Linux – Dynamically disabling cores in a power-efficient way

linuxmulti-corepower-management

I am looking for a mechanism to dynamically disable cores in Linux in order to minimize power consumption.

Unfortunately, disabling cores using the following simple approach actually increases power, based on readings from a Watts Up? Pro measuring total system power:

echo 0 > /sys/devices/system/cpu/cpu7/online

My experience seems to be confirmed by others (although this bug has been marked "CLOSED PATCH_ALREADY_AVAILABLE"):
https://bugzilla.kernel.org/show_bug.cgi?id=5471

Since the machine is unloaded, I want all but one of the cores (or perhaps two "cores", since the CPU is hyper-threaded) to be in the deepest possible sleep state. This does not seem to be happening on its own, based on the output of acpitool:

Processor ID           : 7
Bus mastering control  : no
Power management       : yes
Throttling control     : no
Limit interface        : no
Active C-state         : C0
C-states (incl. C0)    : 3
Usage of state C1      : 899 (99.3 %)
Usage of state C2      : 6 (0.7 %)

BTW, one point of confusion for me is that acpitool and /proc/acpi seem to disagree about the available C-states, or perhaps they use different naming schemes.

$ cat /proc/acpi/processor/CPU7/power 
active state:            C0
max_cstate:              C8
maximum allowed latency: 2000000000 usec
states:
    C1:                  type[C1] promotion[--] demotion[--] latency[001] usage[00000000] duration[00000000000000000000]
    C2:                  type[C2] promotion[--] demotion[--] latency[017] usage[00001248] duration[00000000001877531423]
    C3:                  type[C3] promotion[--] demotion[--] latency[017] usage[00000006] duration[00000000000012580727]

This seems to indicate that there are 4 C-states (C0-C3), but acpitool only reports 3 C-states.


Really this boils down to two questions:

  1. Is there a (safe) way to force individual cores into a specific sleep state (C-state), and force them to remain there until I explicitly wake them up?
  2. Alternatively, how can I improve the ability of the OS to automatically put cores into deeper sleep states more consistently?

Note that the latency of waking up from deeper sleep states is not a concern.

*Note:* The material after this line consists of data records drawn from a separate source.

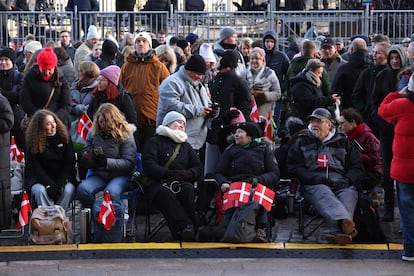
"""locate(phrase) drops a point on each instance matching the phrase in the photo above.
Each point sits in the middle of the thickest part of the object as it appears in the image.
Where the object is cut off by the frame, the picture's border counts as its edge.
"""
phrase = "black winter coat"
(36, 91)
(347, 75)
(6, 124)
(307, 97)
(238, 164)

FWIW, I am running Ubuntu 10.04.3 (kernel 2.6.32-38) on an Intel i7 920.

Best Answer

The methods to limit C-states above will all be permanent (until the system is rebooted). If you would like to have a system have extremely low latency during certain hours, but want more power savings at other times, there is a method to dynamically control which C-states are used.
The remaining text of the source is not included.